Plus tôt hier, M. Johnson a déclaré qu'il était "confiant" que l'UE finira par s'effondrer, mais préparait le pays à No Deal au cas où ce ne serait pas le cas.

"Nous serons prêts à signer l'accord du 31 octobre ou aucun accord", a-t-il déclaré. «Maintenant, bien sûr, nos amis et partenaires de l’autre côté de la Manche manifestent un peu de réticence pour le moment. C'est bien, je suis convaincu qu'ils le feront.

Dans d'autres développements:

  • M. Johnson a rejeté la demande de John McDonnell de rappeler le Parlement de ses vacances d'été.
  • Le gouvernement a confirmé que le Royaume-Uni s'emparerait du contrôle de ses frontières en mettant fin aux règles de liberté de circulation sous No Deal;
  • Downing Street a été accusé de «diffamation désespérée» pour avoir blâmé les anciens ministres d'avoir diffusé les avertissements de l'opération Yellowhammer au sujet de No Deal;
  • Les documents de planification internes qui ont été divulgués suggéraient que les foyers de soins pourraient être contraints de rationner en vertu de l’accord No Deal, tandis que les écoliers pourraient recevoir des repas de qualité inférieure;
  • La Freight Transport Association a demandé au chef de la planification du Brexit, Michael Gove, de "faire la lumière sur les risques réels de No Deal", au vu des informations faisant état de possibles pénuries de denrées fraîches, de carburant et de médicaments.

Dans sa lettre à M. Tusk, M. Johnson expliquait trois raisons pour lesquelles il était nécessaire de supprimer le backstop pour pouvoir espérer un accord sur le Brexit avant le 31 octobre.

Premièrement, il a averti que c'était "anti-démocratique et incompatible avec la souveraineté du Royaume-Uni", car cela enfermerait le pays "potentiellement indéfiniment" dans des arrangements tels qu'une union douanière avec l'UE et des lois du marché unique pour l'Irlande du Nord.

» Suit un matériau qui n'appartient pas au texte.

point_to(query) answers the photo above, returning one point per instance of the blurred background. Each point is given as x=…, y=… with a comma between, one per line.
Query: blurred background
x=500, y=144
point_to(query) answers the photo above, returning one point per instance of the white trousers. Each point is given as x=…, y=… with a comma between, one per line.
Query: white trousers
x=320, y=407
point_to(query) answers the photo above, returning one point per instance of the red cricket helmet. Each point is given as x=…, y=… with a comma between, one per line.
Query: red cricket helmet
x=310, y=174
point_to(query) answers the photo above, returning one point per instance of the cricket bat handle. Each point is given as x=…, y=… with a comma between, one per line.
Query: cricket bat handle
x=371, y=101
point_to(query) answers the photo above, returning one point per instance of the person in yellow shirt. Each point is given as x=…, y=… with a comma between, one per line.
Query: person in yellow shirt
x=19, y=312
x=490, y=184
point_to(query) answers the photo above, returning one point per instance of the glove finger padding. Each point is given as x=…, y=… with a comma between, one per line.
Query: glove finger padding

Brexit: Donald Tusk rejette les demandes de Boris Johnson d'abandonner le soutien irlandais

Sur la photo, le Premier ministre a déclaré à M. Tusk que la Grande-Bretagne et l'UE devaient s'engager à trouver des "arrangements alternatifs" pour gérer la frontière irlandaise d'ici la fin d'une période de transition.

Deuxièmement, il a déclaré que c'était "incompatible avec la destination finale souhaitée par le Royaume-Uni pour une relation durable à long terme avec l'UE".

Troisièmement, il a averti qu'il était de plus en plus clair que les arrières réduites risquaient d'affaiblir le fragile équilibre contenu dans l'accord du vendredi saint.

Il a déclaré qu'en confiant le contrôle de la réglementation économique en Irlande du Nord à un organe externe sur lequel la population n'avait aucun contrôle démocratique, l'accord pourrait être compromis.

M. Johnson a écrit: «Pour ces trois raisons, le support ne peut pas faire partie d'un accord de retrait convenu. C’est un fait que nous devons tous les deux reconnaître.

"Je pense que la tâche qui nous incombe est de chercher d'autres solutions et qu'un accord est possible."

Brexit: Donald Tusk rejette les demandes de Boris Johnson d'abandonner le soutien irlandais

Dans la lettre, M. Johnson a averti que le système de sécurité était "anti-démocratique et incompatible avec la souveraineté du Royaume-Uni". Sur la photo, le Premier ministre irlandais Leo Varadkar

Il a déclaré que les deux parties devraient s'engager à mettre en place des "arrangements alternatifs" afin d'éviter une frontière dure "dans la mesure du possible" avant la fin de la période de transition en décembre 2020.

M. Johnson a conclu: «Le temps est très court. Mais le Royaume-Uni est prêt à agir rapidement et compte tenu du degré de terrain d'entente, j'espère que l'UE sera prête à faire de même. "

S'exprimant plus tôt hier lors d'une visite à Cornwall, M. Johnson a admis que ses homologues européens étaient réticents à faire des compromis, mais il pensait qu'ils le feraient.

"En attendant, nous devons nous préparer à un résultat sans issue", a-t-il déclaré. 'Je veux un accord. Nous sommes prêts à travailler avec nos amis et partenaires pour conclure un accord, mais si vous voulez un bon accord pour le Royaume-Uni, vous devez simultanément vous préparer à en sortir sans un. "

Boris Johnson s'est entretenu au téléphone avec Donald Trump hier soir pour la quatrième fois en quatre semaines. Downing Street a déclaré que le Premier ministre avait informé le président de la question du Brexit et discuté de questions économiques.